Syd’s down-to-earth romanticism is somewhat removed from the playful abandon of her earlier solo releases, her vocal work goes a long way toward making her newfound sense of vulnerability so compelling. Her voice is light and svelte in a way that works great for the deeply introspective material.

Vocals this soft often run the risk of being overwhelmed, and it is to Syd’s credit as both a vocalist and producer that her voice remains the main event even surrounded by the lush production and instrumentals of Broken Hearts Club.

Syd is such a master at cultivating and curating a vibe that her hand is barely noticeable until the energy shifts midway through the album. As the mood takes a subtle but palpably dark turn with “No Way,” we begin to get the sense that things are fraying before the lyrics even begin to hint that something is amiss.

When the shoe finally seems to drop on the gentle, acoustic “Out Loud,” it is not because of a dramatic betrayal or explosive falling out, but rather a dawning realization of the one-sidedness of the relationship.

As devastating as some of the lyrics are, Syd maintains her composure until she hits an emotional low point in “Break My Heart Why Don’t You” (BMHWDY), a hypnotically unsettling track featuring tense rhythms and dissonant backing vocals that lend it an unsettling, funhouse-like atmosphere.

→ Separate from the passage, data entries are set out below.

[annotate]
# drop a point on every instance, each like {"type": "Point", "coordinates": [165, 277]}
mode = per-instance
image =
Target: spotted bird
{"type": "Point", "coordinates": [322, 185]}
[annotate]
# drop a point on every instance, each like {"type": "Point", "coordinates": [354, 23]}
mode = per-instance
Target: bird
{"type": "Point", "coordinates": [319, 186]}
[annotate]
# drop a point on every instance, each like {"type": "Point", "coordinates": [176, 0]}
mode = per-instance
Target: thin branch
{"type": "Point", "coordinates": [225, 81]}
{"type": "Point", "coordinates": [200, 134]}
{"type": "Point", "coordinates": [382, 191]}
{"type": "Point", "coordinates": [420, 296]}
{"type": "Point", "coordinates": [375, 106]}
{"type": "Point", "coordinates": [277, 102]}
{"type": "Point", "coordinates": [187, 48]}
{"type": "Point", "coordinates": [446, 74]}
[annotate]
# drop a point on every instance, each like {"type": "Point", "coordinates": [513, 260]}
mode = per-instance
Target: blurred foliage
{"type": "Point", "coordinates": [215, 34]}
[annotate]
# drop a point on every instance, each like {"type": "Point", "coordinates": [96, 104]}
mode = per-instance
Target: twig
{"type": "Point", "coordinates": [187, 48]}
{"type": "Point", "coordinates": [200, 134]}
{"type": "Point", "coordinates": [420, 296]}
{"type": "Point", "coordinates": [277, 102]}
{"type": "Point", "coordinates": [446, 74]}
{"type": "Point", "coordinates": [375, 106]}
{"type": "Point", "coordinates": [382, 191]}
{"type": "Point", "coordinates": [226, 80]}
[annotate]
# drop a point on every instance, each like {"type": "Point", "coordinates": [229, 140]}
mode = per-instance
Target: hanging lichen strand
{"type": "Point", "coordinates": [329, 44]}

Syd is by all accounts an excellent collaborator, and so it shouldn’t be a surprise that some of the album’s best moments emerge from those collaborations. Lucky Daye’s contribution to the lead single is an obvious standout, but Kehlani’s rich, smooth vocals on “Out Loud” are another highlight, adding dimensionality to a sparse acoustic ballad. “Right Track” is given a similar boost by Smino’s lines.

With its tight production and Syd’s subtle mastery of moods, Broken Hearts Club is as carefully and thoughtfully constructed as any album that has come out so far this year.

As a record, it is not only Syd at her most intimate and vulnerable, but also at the top of her game as a musician and a songwriter. Five years since her last solo release, this one was very much worth the wait.

Broken Hearts Club is currently available to purchase and stream.